Cómo cotizan sacerdotes, monjas y religiosos dentro de la Seguridad Social española
La mayoría de religiosos cotiza en el Régimen Especial de Trabajadores Autónomos, conocido como RETA. Este encuadramiento se aplica, principalmente, a quienes forman parte de órdenes, congregaciones, monasterios o institutos religiosos inscritos oficialmente en el registro de entidades religiosas.
En cambio, cuando la actividad se realiza fuera de estas estructuras, el religioso puede cotizar en el Régimen General. ¿Un ejemplo claro? Un sacerdote que trabaja como profesor en un centro educativo sin vinculación o convenio con su orden religiosa será considerado trabajador por cuenta ajena.
| Situación del religioso | Régimen de cotización |
|---|---|
| Miembro de orden, congregación o monasterio inscrito | RETA |
| Trabajo para una entidad externa, como un centro educativo ajeno | Régimen General |
| Clérigo inscrito que presta servicios fuera de su estructura religiosa | Régimen General |
Este sistema permite diferenciar entre la actividad desarrollada dentro de la vida religiosa y aquella que se realiza en un entorno laboral externo.
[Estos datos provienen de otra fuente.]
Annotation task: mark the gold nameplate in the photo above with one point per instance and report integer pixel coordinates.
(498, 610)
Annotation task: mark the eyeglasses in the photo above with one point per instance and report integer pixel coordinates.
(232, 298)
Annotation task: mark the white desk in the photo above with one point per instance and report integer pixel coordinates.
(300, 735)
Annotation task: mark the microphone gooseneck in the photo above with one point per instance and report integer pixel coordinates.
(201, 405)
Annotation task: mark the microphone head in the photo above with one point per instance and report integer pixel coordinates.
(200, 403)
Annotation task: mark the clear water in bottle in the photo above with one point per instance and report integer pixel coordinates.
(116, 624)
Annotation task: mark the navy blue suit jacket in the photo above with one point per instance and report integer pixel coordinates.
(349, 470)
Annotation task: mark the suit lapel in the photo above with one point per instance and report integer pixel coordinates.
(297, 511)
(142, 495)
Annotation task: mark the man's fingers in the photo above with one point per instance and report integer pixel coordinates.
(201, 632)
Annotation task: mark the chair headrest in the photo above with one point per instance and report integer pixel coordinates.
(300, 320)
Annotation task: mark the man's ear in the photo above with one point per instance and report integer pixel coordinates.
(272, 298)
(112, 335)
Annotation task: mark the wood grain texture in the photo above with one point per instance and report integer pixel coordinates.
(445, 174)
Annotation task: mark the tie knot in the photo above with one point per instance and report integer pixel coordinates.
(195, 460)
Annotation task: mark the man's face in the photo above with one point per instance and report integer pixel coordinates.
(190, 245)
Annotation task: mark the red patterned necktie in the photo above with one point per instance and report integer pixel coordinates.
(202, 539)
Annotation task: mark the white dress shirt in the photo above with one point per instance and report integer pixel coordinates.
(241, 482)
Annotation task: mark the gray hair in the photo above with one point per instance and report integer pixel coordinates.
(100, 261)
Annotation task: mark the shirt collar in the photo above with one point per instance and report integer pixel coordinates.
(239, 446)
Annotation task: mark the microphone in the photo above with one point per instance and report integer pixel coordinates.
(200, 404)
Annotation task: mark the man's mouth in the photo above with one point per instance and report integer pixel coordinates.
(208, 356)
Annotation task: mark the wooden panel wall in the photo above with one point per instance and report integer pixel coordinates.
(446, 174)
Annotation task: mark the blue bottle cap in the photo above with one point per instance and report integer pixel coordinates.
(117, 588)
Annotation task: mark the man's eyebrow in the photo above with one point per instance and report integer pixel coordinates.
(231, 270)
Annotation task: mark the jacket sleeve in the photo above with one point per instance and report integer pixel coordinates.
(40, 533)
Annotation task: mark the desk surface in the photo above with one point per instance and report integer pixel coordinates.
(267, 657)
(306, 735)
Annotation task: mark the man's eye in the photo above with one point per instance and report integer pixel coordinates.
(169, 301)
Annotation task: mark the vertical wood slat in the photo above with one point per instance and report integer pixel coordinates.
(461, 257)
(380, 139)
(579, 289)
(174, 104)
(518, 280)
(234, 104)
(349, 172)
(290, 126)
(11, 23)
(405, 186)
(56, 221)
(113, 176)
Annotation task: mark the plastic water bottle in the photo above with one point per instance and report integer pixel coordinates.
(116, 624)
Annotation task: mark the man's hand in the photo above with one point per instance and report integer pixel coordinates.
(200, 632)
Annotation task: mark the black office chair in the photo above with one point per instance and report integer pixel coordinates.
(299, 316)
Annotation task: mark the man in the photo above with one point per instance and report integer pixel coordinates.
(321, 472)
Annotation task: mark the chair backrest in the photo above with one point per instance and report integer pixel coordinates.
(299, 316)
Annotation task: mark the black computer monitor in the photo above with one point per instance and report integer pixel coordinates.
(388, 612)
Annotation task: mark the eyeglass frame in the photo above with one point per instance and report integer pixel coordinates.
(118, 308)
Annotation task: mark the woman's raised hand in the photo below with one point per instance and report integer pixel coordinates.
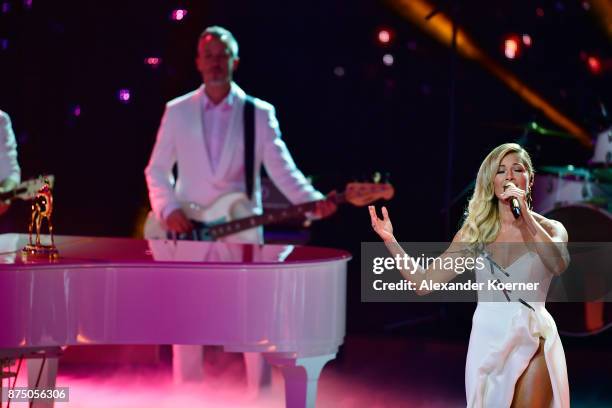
(383, 227)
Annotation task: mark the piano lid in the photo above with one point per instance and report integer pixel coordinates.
(78, 250)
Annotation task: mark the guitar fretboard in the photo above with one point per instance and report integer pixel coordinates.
(10, 195)
(269, 217)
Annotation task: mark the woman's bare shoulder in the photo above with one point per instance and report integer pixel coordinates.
(553, 227)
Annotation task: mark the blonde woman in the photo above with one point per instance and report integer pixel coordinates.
(515, 357)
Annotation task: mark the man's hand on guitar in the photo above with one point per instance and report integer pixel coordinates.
(178, 222)
(324, 208)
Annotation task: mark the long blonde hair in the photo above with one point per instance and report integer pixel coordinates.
(482, 223)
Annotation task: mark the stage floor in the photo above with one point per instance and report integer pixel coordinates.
(370, 372)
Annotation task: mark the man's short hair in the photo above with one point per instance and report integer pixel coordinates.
(224, 35)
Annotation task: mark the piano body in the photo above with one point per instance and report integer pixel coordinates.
(287, 302)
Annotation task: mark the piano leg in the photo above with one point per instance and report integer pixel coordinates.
(187, 363)
(259, 373)
(45, 378)
(301, 376)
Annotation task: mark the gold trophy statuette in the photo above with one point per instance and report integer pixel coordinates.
(42, 208)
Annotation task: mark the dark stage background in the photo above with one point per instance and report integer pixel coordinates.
(343, 113)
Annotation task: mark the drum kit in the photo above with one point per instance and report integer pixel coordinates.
(581, 199)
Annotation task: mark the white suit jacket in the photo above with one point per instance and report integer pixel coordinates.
(180, 140)
(9, 168)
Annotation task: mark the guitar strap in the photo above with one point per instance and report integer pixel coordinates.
(249, 145)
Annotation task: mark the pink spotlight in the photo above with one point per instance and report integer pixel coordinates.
(153, 61)
(384, 36)
(512, 46)
(527, 40)
(124, 95)
(179, 14)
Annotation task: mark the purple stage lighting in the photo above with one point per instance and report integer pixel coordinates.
(179, 14)
(124, 95)
(153, 61)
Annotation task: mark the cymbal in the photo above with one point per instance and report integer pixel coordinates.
(568, 170)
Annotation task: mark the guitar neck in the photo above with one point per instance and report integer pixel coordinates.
(13, 194)
(270, 217)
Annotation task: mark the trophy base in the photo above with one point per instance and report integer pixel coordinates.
(33, 252)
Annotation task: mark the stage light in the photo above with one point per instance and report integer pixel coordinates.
(179, 14)
(388, 59)
(124, 95)
(512, 46)
(153, 61)
(384, 36)
(527, 40)
(594, 65)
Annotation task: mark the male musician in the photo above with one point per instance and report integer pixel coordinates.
(202, 132)
(10, 173)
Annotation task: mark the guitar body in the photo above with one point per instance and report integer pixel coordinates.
(226, 208)
(231, 218)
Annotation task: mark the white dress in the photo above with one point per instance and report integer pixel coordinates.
(505, 336)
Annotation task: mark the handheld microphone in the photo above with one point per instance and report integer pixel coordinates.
(514, 204)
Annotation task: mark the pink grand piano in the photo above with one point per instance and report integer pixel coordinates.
(287, 302)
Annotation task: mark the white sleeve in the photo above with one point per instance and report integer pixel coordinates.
(9, 167)
(280, 165)
(158, 172)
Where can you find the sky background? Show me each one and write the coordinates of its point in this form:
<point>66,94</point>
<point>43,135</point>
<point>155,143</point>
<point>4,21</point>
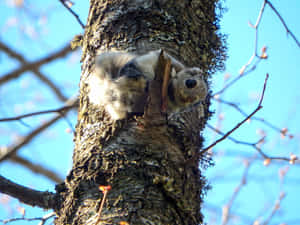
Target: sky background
<point>41,27</point>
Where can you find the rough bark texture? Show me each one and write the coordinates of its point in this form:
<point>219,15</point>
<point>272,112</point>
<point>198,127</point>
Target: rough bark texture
<point>144,164</point>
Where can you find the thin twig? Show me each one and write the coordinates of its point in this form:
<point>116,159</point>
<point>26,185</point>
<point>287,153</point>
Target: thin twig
<point>12,53</point>
<point>37,168</point>
<point>58,110</point>
<point>43,199</point>
<point>6,152</point>
<point>240,123</point>
<point>72,12</point>
<point>235,106</point>
<point>42,219</point>
<point>283,22</point>
<point>35,65</point>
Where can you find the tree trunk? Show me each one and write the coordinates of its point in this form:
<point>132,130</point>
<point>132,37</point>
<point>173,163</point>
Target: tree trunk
<point>146,164</point>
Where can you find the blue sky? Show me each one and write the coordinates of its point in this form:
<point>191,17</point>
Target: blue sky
<point>280,105</point>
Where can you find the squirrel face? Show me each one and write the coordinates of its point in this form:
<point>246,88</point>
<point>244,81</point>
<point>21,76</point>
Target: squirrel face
<point>186,88</point>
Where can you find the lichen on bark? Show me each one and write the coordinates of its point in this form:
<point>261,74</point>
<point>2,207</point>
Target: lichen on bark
<point>145,164</point>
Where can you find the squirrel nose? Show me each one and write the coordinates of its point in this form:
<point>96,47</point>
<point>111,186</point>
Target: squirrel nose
<point>190,83</point>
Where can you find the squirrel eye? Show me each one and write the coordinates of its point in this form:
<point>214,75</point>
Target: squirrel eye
<point>190,83</point>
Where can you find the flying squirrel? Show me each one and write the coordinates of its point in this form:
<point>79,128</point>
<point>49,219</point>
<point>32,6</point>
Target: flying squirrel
<point>120,81</point>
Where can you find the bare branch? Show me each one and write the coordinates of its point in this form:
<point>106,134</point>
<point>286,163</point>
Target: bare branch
<point>283,132</point>
<point>37,168</point>
<point>35,65</point>
<point>42,219</point>
<point>240,123</point>
<point>40,75</point>
<point>72,12</point>
<point>283,22</point>
<point>60,110</point>
<point>45,199</point>
<point>6,152</point>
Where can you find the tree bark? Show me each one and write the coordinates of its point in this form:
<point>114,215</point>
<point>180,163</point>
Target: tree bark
<point>144,161</point>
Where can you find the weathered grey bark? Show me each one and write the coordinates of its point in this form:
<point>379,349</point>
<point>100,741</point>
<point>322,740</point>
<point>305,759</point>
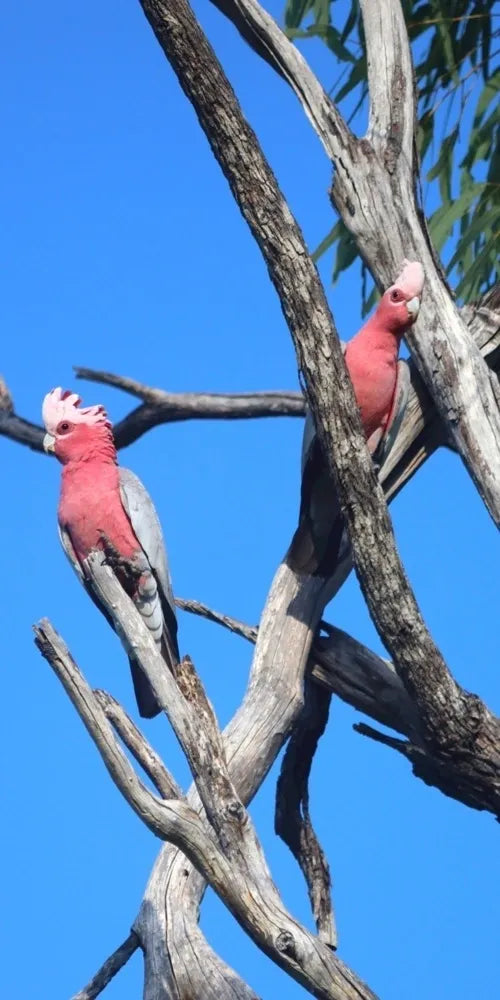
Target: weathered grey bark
<point>222,844</point>
<point>455,730</point>
<point>392,226</point>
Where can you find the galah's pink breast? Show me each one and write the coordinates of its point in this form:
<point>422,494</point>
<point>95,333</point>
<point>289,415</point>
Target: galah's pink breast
<point>373,374</point>
<point>90,506</point>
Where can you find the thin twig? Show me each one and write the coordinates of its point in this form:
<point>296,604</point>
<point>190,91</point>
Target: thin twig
<point>109,969</point>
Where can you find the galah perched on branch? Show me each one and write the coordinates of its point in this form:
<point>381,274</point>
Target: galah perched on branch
<point>381,385</point>
<point>101,503</point>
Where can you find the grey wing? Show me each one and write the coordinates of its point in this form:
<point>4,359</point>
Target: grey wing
<point>146,524</point>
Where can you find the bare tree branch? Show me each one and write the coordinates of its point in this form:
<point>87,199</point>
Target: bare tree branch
<point>343,666</point>
<point>391,226</point>
<point>139,747</point>
<point>235,868</point>
<point>292,817</point>
<point>109,969</point>
<point>328,387</point>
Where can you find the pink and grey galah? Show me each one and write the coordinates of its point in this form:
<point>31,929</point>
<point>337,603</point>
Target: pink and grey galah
<point>381,385</point>
<point>100,501</point>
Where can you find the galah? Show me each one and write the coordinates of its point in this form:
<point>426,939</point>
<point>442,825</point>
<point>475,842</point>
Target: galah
<point>101,502</point>
<point>381,385</point>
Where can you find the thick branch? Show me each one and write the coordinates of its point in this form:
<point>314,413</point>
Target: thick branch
<point>139,747</point>
<point>391,226</point>
<point>236,869</point>
<point>370,684</point>
<point>328,387</point>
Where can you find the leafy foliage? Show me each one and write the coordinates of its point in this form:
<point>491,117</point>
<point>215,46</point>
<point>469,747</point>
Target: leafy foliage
<point>455,51</point>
Ojo, porque esa diferencia puede ser clave para la futura pensión.
Qué ocurre con la pensión cuando se ha cotizado en el RETA
En el RETA, los religiosos pueden elegir su base de cotización entre un mínimo y un máximo. En 2025, la base mínima fue de 849,67 euros mensuales y la máxima de 4.906,5 euros, según fuentes de BBVA.
La realidad es que muchos optan por la base mínima, debido a la ausencia o escasez de ingresos en buena parte de las actividades religiosas. Esto puede influir en la cuantía final de la pensión.
Además, este colectivo tiene diferencias respecto a otros autónomos:
- No está sujeto al nuevo sistema de cotización por ingresos reales implantado en 2023.
- No puede acogerse a la tarifa reducida durante el primer año de actividad.
- No tiene acceso a la prestación por cese de actividad.
- Las gestiones suelen ser tramitadas por congregaciones u órdenes religiosas.
Aunque el alta en la Seguridad Social corresponde individualmente a cada religioso, en la práctica son las propias congregaciones las que gestionan buena parte de los trámites con la Tesorería General de la Seguridad Social.
Así se reconocen los años cotizados antes del año 1997
Uno de los aspectos más particulares afecta a sacerdotes y religiosos que cesaron en su actividad antes de 1997. El Real Decreto 432/2000 permite reconocer determinados periodos como asimilados a cotizados dentro del Régimen de Clases Pasivas del Estado.
Estos años pueden servir para mejorar o completar el derecho a pensión, con un máximo de 35 años computables. Para ello, el interesado debe solicitarlo y aportar certificaciones de la Tesorería General de la Seguridad Social.
Los periodos reconocidos se consideran equivalentes a servicios prestados al Estado en el subgrupo C1. Eso sí, el beneficiario asume parte del coste, que se descuenta de forma progresiva de la pensión mensual, sin que esa rebaja supere el incremento generado.
La protección social también alcanza a ministros de culto evangélicos
La regulación no se limita a la Iglesia Católica. Desde 2015, los ministros de culto de las iglesias evangélicas en España cuentan con un régimen equiparado en materia de Seguridad Social.
De esta forma, el sistema público reconoce distintas confesiones religiosas y adapta sus normas de cotización y acceso a prestaciones. En consecuencia, sacerdotes, monjas y otros religiosos pueden acceder a una pensión pública, aunque con reglas propias en bases de cotización, gestión administrativa y cómputo de periodos.